The real Henry V had next to nothing in common with Shakespeare’s Prince Hal and he certainly did not spend his youth carousing with lowlifes in taverns. In contrast, Richard II, which deals only with the final year of his reign, is as accurate as it can be given the requisite foreshortening of the action. Castor’s take on Richard is not unlike Shakespeare’s, though she is, if anything, less sympathetic. Gaunt, who has been variously judged by contemporaries and historians, emerges as a man of integrity, devoted to the good of the realm despite his obvious ambitions. The book not only has a Shakespearean subtitle – The Tragedy of Richard II and Henry IV – but each chapter title derives from a phrase in one of the history plays, so that we are invited to measure Castor’s perceptions against what Shakespeare did with the same cast of characters.

Literary scholars remember Richard’s reign as a great age of English poetry, though he deserves little credit. In 1390, John Gower had introduced his Confessio Amantis (‘A Lover’s Confession’) as ‘a book for King Richard’s sake,/To whom belongeth my allegiance/With all my heart’s obedience’. But in 1393 he changed the prologue, recasting the Confessio as ‘a book for England’s sake’ dedicated ‘unto my own lord,/Which of Lancaster is Henry named’. Luckily for Gower, Richard had other things on his mind and took no notice. In any case, the Confessio does not criticise the regime. But ‘William Langland’, author of the satirical and apocalyptic masterpiece Piers Plowman, had to write it under a pseudonym. If his true identity had been known, he might easily have ended up in the Tower. The author of Richard the Redeless (‘Richard the Ill-Advised’), another satire, has never been discovered. The highest placed of the Ricardian poets, Chaucer, relied on court patronage and had to maintain a careful distance from politics. But his wife, Philippa, was the sister of Katherine Swynford, Gaunt’s third wife, and their son Thomas Chaucer was repeatedly elected speaker of the Commons under Henry IV.
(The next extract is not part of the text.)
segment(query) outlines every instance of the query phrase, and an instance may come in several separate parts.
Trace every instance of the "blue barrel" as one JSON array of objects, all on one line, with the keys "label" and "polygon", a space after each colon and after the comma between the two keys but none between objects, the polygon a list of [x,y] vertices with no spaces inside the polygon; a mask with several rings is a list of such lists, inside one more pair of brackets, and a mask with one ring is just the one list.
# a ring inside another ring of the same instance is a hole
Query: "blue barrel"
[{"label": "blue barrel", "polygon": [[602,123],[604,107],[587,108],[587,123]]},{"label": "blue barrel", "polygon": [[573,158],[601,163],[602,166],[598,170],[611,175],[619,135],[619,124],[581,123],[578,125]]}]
Richard was no lover of verse, but he did commission lavish works of visual art. Perhaps the most famous is the Wilton Diptych, now in the National Gallery, painted around 1396 to celebrate his marriage to Isabella of France. The left panel shows Richard, crowned and apparelled in cloth of gold, kneeling as his three patron saints present him to the Virgin and Child. They are St John the Baptist and two kings, Edward the Confessor and Edmund the Martyr, whose jewelled golden crowns are similar to his own. On the right panel, Mary is flanked by refined feminine angels in sapphire blue, each crowned with a floral garland and bearing the king’s own insignia, the badge of the white hart. Such personal livery badges were controversial. Parliament had repeatedly tried to curb their use, and in 1388 attempted to ban them outright, because the men who wore them, flaunting the authority of their lords, ‘do not shrink from practising with reckless effrontery … extortion in the surrounding countryside’. Richard’s Cheshire archers, all ‘men of the white hart’, were notorious for such abuses. But angels in the royal livery? They are at once very beautiful and – like the speeches Shakespeare composed for his tragic king – remarkable monuments to his self-regard.